It was explained in #2.
The rule is simple: Russian and foreign surnames ending with consonants are not declined for women’s surnames, but are declined for men’s surnames (i.e. Лор*а *Палмер - Лор*у* Палмер, but Лиланд Палмер - Лиланд*а* Палмер*а*).


----------



## beenni

Thanks.
Now I see. It's not so mysterious!


----------



## Xavier61

ExMax said:


> It was explained in #2.
> The rule is simple: Russian and foreign surnames ending with consonants are not declined for women’s surnames, but are declined for men’s surnames (i.e. Лор*а *Палмер - Лор*у* Палмер, but Лиланд Палмер - Лиланд*а* Палмер*а*).



я убил Мэрилин Монро потому, что она спала с Фиделем Кастро
Смертельно больной агент ЦРУ: я убил Мэрилин Монро потому, что она спала с Фиделем Кастро

Ни "Мэрилин" ни "Кастро" follow the rule. Why?


----------



## ExMax

Xavier61 said:


> я убил Мэрилин Монро потому, что она спала с Фиделем Кастро
> Смертельно больной агент ЦРУ: я убил Мэрилин Монро потому, что она спала с Фиделем Кастро
> 
> Ни "Мэрилин" ни "Кастро" follow the rule. Why?


Because the rule is about the surnames ending with consonants. "Мэрилин" is a name (not a surname) and "Кастро" is not ending with a consonant.


----------



## Xavier61

ExMax said:


> Because the rule is about the surnames ending with consonants. "Мэрилин" is a name (not a surname) and "Кастро" is not ending with a consonant.


Thank you, so Мэрилин is not declined? It is not in dictionaries.
I mean, why Мэрилин is not declined but Фидел is?


----------



## Awwal12

Xavier61 said:


> Thank you, so Мэрилин is not declined? It is not in dictionaries.
> I mean, why Мэрилин is not declined but Фидел is?

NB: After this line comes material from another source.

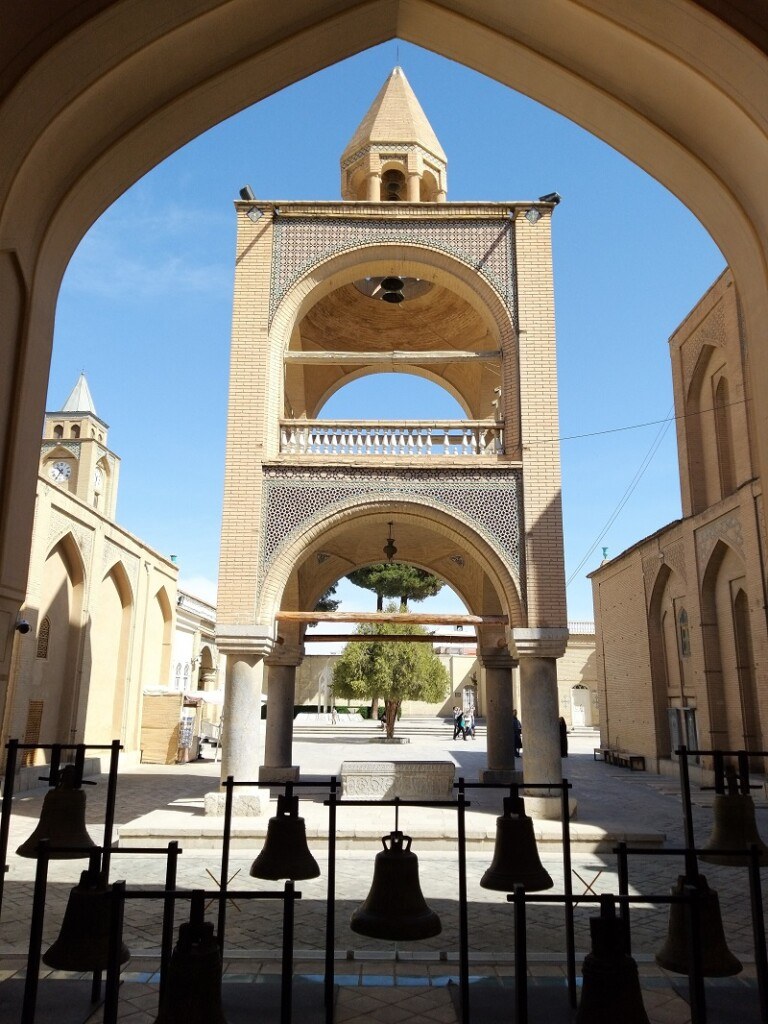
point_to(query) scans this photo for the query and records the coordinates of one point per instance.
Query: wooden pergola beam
(412, 617)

That's generally the matter of how a foreign name fits into Russian declension paradigms plus a bit of traditions.
All foreign female first names and surnames which end in something else than -а or -я are not declined for quite natural reasons. Male names and surnames are generally declined (if they can fit some masculine declension paradigm!), but there are many language-specific exceptions when they aren't declined anyway.
So, дал что-л. Фиделю Кастро, Далии Кастро, Карлосу Мендосе, Долорес Мендосе, Уго Чавесу, Нанси Чавес.
(A detailed description can be found, for instance, here.)


----------



## ExMax

Xavier61 said:


> Thank you, so Мэрилин is not declined? It is not in dictionaries.
> I mean, why Мэрилин is not declined but Фидель is?


Please refer to an overall article here: ГРАМОТА.РУ
Regarding "Мэрилин" - para. 4.14
Regarding "Фидель" - para. 4.1.


----------



## Xavier61

Awwal12 said:


> That's generally the matter of how a foreign name fits into Russian declension paradigms plus a bit of traditions.
> All foreign female first names and surnames which end in something else than -а or -я are not declined for quite natural reasons. Male names and surnames are generally declined (if they can fit some masculine declension paradigm!), but there are many language-specific exceptions when they aren't declined anyway.
> So, дал что-л. Фиделю Кастро, Далии Кастро, Карлосу Мендосе, Долорес Мендосе, Уго Чавесу, Нанси Чавес.
> (A detailed description can be found, for instance, here.)


Thank you,  Awaal, your overview is perfect. That is very useful for us Spanish natives, and for foreigners in general. I will finish reading the link soon, I hope.


----------